4) Vistoria técnica no local
Um técnico realiza vistoria para definir o tipo de intervenção:
- Confirmação: árvore em área pública? há risco real? qual espécie e porte?
- Tipo de ação: poda de limpeza, poda de levantamento de copa, poda de adequação, ou necessidade de supressão (quando permitido).
- Condições de segurança: necessidade de isolamento de área, sinalização, equipe especializada, e eventual apoio externo.
Registro da vistoria deve incluir data, fotos, recomendação técnica e, quando aplicável, indicação de necessidade de autorização formal.
5) Autorização e programação do serviço
Com base na vistoria, a área emite autorização/ordem de serviço e agenda a execução:
- Se for poda simples: programação direta na rota da equipe.
- Se envolver fiação: coordenação de data/horário com medidas de segurança e, se necessário, interface com concessionária.
- Se houver impedimento: por exemplo, árvore em área privada (dentro do lote) ou pedido incompatível com normas ambientais; nesse caso, o protocolo deve registrar o motivo e orientar o cidadão sobre o procedimento correto.
6) Execução
A equipe executa a poda conforme orientação técnica, com registro mínimo:
- Data e equipe (para controle e prestação de contas).
- Serviço realizado (tipo de poda, quantidade aproximada, observações).
- Destinação dos resíduos (recolhimento e transporte, quando aplicável).
- Evidências: fotos do antes/depois anexadas ao protocolo.
7) Retorno ao cidadão e encerramento
Após a execução (ou após decisão de não executar), o cidadão recebe resposta pelo canal disponível:
- Se executado: informar data da execução, descrição do que foi feito e, se pertinente, orientações (ex.: manter calçada desobstruída durante o serviço).
- Se não executado: justificar de forma objetiva (ex.: “árvore localizada dentro do imóvel; responsabilidade do proprietário”) e orientar próximos passos.
- Encerramento: status final no sistema (executado/indeferido/encaminhado), anexos e observações para histórico.
Checklist rápido para atendimento: o que perguntar em cada canal
Para demanda de serviço (ex.: poda, tapa-buraco)
- Qual é o endereço completo e ponto de referência?
- O que exatamente precisa ser feito?
- Há risco imediato (queda, choque, acidente)?
- Há fotos ou vídeo?
- O local é área pública ou dentro de imóvel?

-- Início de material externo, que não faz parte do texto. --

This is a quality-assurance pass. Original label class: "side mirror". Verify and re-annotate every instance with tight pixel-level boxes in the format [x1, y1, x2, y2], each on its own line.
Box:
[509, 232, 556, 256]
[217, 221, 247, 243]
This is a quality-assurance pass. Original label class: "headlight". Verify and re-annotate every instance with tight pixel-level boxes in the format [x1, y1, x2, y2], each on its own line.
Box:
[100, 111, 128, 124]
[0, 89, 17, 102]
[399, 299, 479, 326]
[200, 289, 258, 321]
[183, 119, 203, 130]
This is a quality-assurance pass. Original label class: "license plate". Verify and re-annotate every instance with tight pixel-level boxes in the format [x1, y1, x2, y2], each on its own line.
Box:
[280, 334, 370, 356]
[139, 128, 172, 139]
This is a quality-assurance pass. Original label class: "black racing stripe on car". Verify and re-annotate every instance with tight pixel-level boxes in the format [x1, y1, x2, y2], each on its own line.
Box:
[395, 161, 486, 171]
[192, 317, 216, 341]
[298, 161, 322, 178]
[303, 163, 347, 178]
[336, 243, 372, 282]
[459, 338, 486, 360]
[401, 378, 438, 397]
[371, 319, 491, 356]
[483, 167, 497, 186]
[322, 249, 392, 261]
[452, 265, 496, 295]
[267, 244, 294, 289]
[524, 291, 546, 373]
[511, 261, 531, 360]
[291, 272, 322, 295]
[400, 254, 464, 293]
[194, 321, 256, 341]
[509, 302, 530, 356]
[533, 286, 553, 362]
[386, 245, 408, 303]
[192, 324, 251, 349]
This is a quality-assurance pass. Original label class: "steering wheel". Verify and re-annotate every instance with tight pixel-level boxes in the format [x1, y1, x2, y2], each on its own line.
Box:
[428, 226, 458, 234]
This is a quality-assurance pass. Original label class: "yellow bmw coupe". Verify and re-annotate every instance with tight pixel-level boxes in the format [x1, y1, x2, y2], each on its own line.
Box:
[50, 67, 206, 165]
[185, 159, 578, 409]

- Qual o melhor contato para retorno?
Para manifestação (reclamação/denúncia)
- O que aconteceu (fatos) e quando?
- Onde ocorreu e qual unidade/serviço envolvido?
- Há nomes, documentos, protocolos anteriores ou evidências?
- Deseja sigilo de identidade?
- Qual retorno espera (explicação, apuração, providência)?
Para pedido de informação
- Qual documento/dado específico você quer?
- Qual período e qual área/assunto?
- Você aceita receber por e-mail/arquivo digital?
- Você já consultou o portal de transparência (para evitar duplicidade)?